🤖 AI Summary
Scientific tables—highly technical and information-dense—are frequently misinterpreted, and existing models (including LLMs) suffer from inaccurate fine-grained claim verification and excessive cognitive load. To address this, we propose a modular reasoning framework grounded in reusable atomic skills: guided by cognitive load theory, we decompose verification into interpretable sub-tasks and introduce SciAtomicBench—the first cross-domain, fine-grained benchmark for scientific table claim verification. We design a dynamic skill chaining mechanism to align claims with evidence and enable structured table understanding, and achieve effective lightweight fine-tuning with only 350 samples. Our method achieves SOTA performance on SciAtomicBench, significantly outperforming GPT-4o’s chain-of-thought in verification accuracy, while exhibiting strong generalization and reducing training data requirements by an order of magnitude.
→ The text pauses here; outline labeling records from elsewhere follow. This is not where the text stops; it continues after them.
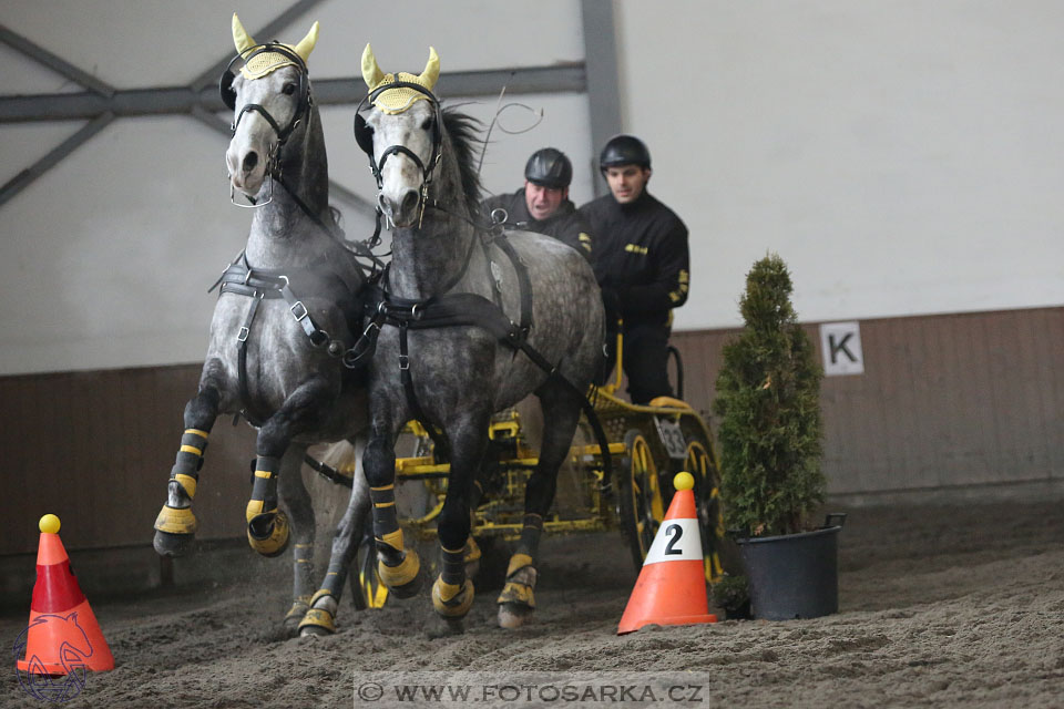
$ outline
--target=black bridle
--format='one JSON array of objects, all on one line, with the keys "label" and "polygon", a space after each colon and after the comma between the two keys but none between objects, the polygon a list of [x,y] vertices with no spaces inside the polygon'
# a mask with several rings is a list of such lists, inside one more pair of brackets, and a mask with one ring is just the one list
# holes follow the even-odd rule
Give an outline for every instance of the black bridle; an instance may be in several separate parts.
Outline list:
[{"label": "black bridle", "polygon": [[[421,157],[412,150],[400,144],[389,145],[380,154],[380,161],[376,160],[374,155],[374,129],[366,121],[366,116],[362,115],[362,109],[367,104],[370,106],[376,105],[377,97],[390,89],[410,89],[411,91],[417,91],[428,99],[429,104],[432,106],[432,152],[429,155],[428,163],[423,162]],[[391,83],[380,85],[371,91],[369,95],[362,99],[358,104],[358,109],[355,110],[355,142],[358,143],[358,146],[362,148],[362,152],[369,157],[369,169],[374,173],[374,178],[377,181],[378,195],[380,189],[383,187],[385,163],[388,162],[389,157],[396,154],[402,154],[409,157],[413,164],[418,166],[418,169],[421,171],[421,214],[418,218],[418,224],[420,225],[421,218],[424,216],[424,206],[429,199],[429,186],[432,184],[432,176],[436,173],[437,165],[440,164],[440,160],[443,157],[443,111],[440,107],[440,100],[437,99],[436,94],[429,89],[426,89],[421,84],[411,81],[397,80],[392,81]],[[380,237],[380,220],[383,214],[380,209],[380,203],[378,202],[377,228],[374,232],[370,243],[376,243]]]},{"label": "black bridle", "polygon": [[[293,195],[293,197],[295,197],[296,202],[299,203],[299,206],[303,208],[303,210],[308,215],[310,215],[313,218],[313,214],[307,208],[307,206],[303,204],[303,201],[295,194],[295,192],[288,188],[288,185],[285,184],[282,177],[282,167],[280,167],[282,153],[285,150],[285,145],[287,144],[288,138],[296,131],[296,129],[299,127],[300,124],[308,122],[310,109],[314,105],[314,97],[310,95],[310,76],[307,71],[307,63],[303,60],[301,56],[299,56],[298,53],[296,53],[285,44],[280,44],[279,42],[267,42],[266,44],[256,44],[255,47],[249,47],[248,49],[244,50],[243,52],[241,52],[239,54],[237,54],[236,56],[229,60],[229,63],[225,68],[225,71],[222,72],[222,78],[218,80],[218,92],[222,96],[222,103],[224,103],[231,111],[235,111],[236,110],[236,91],[234,91],[233,89],[233,81],[236,79],[236,74],[233,72],[233,64],[235,64],[239,60],[243,60],[244,63],[247,64],[254,56],[257,56],[258,54],[264,54],[264,53],[282,54],[283,56],[285,56],[285,59],[290,60],[296,65],[296,69],[298,70],[298,75],[299,75],[299,86],[296,90],[296,93],[297,93],[296,109],[293,112],[291,119],[289,119],[288,123],[284,127],[282,127],[280,124],[277,122],[277,120],[269,113],[269,111],[266,110],[265,106],[263,106],[259,103],[245,103],[243,106],[241,106],[241,112],[236,115],[236,120],[229,124],[229,132],[231,134],[235,135],[236,129],[239,127],[241,120],[244,117],[244,114],[249,112],[255,112],[259,114],[260,116],[263,116],[263,119],[266,120],[267,123],[269,123],[269,126],[274,130],[274,133],[277,135],[277,144],[274,146],[269,155],[266,157],[266,174],[273,177],[274,179],[276,179],[277,182],[279,182],[280,185],[285,189],[287,189],[288,193]],[[237,203],[234,197],[235,195],[233,194],[233,187],[231,185],[229,199],[233,202],[233,204],[237,204],[239,206],[246,206]],[[273,186],[270,186],[270,199],[273,199]],[[269,201],[263,204],[268,204],[268,202]],[[255,205],[254,202],[253,202],[253,205],[262,206],[262,205]]]}]

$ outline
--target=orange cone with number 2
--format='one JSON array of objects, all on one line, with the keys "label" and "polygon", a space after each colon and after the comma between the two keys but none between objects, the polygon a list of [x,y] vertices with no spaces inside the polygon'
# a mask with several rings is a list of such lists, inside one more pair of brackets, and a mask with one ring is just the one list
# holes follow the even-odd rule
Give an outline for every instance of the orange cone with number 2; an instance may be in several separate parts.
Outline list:
[{"label": "orange cone with number 2", "polygon": [[643,561],[643,571],[621,616],[617,635],[645,625],[717,621],[706,599],[702,536],[693,490],[695,479],[690,473],[678,473],[673,486],[676,494]]}]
The core innovations are atomic skill modeling and dynamic skill orchestration, enabling low-resource, high-accuracy, and cross-domain transferable scientific table claim verification.
📝 Abstract
Scientific texts often convey authority due to their technical language and complex data. However, this complexity can sometimes lead to the spread of misinformation. Non-experts are particularly susceptible to misleading claims based on scientific tables due to their high information density and perceived credibility. Existing table claim verification models, including state-of-the-art large language models (LLMs), often struggle with precise fine-grained reasoning, resulting in errors and a lack of precision in verifying scientific claims. Inspired by Cognitive Load Theory, we propose that enhancing a model's ability to interpret table-based claims involves reducing cognitive load by developing modular, reusable reasoning components (i.e., atomic skills). We introduce a skill-chaining schema that dynamically composes these skills to facilitate more accurate and generalizable reasoning with a reduced cognitive load. To evaluate this, we create SciAtomicBench, a cross-domain benchmark with fine-grained reasoning annotations. With only 350 fine-tuning examples, our model trained by atomic reasoning outperforms GPT-4o's chain-of-thought method, achieving state-of-the-art results with far less training data.